The Ethics of Geekdom

I have just had my second encounter with a coworker accessing my computer without my permission, on my login.  This means two of the twenty people in my department have some questionable ethics.  I’m laying odds that it’s more than that, but I’ve only known of two at this point, and I don’t want to make too many assumptions.

What really bugs me is that I would never do this to either of the people who did it to me, or to anyone else in my department, much less the entire campus.  There is no reason I would need to, and quite honestly, whatever they are working on is none of my business.  This most recent episode was borne of nosiness, a coworker wanted to know what fun new toy I was getting that she is not.  I had been gone from my desk for about twenty minutes, and came back to find her hunched over my desk with her hand on the mouse, clicking through my recent documents folder.  When she saw me, she made a very lame joke and laughed, as if I would just think it was all some sort of harmless chicanery.

There is nothing harmless about accessing someone else’s files.  It should never occur in the workplace, especially between members of the IT department.  Our jobs, out of necessity, give us access to things that other people on campus don’t have access to.  I have a master key that will let me in any room in any building on campus.  I also have rights to servers and desktop machines, for the purpose of fixing problems or providing training to our end users.  I take my job seriously, and I cannot imagine a time when it would be okay for me to access the files of our campus president, for example, or those of a faculty member.  There is just no rationale for me doing that, and further, my own personal ethics would stop me from doing so.  I equate snooping in someone’s computer the same as snooping through a purse or wallet or dresser drawers.  It just isn’t done.

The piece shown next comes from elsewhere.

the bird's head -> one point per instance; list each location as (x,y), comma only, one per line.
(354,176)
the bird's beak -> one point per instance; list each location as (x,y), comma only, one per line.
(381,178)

I have been told by our department manager that I need to lock my computer when I leave my office.  And yes, I know I can lock it and it is easy to do, even though I have to do it three times (three active computers on my desk).  But I don’t feel that I should have to do that.  I should be able to trust my coworkers, the people that sit in the same office with me, the people that I am entrusting work to and accepting work from.  These are people that, presumably, have the same “best interests” of the campus and the department in mind in everything they do.

Of course, presumption and assumption are one thing, and reality can be vastly different.  As a geek with a lot of technical power over users, it is a disappointing to think that our users may not be safe from the geeks tasked with keeping them up and running.  Very sad indeed.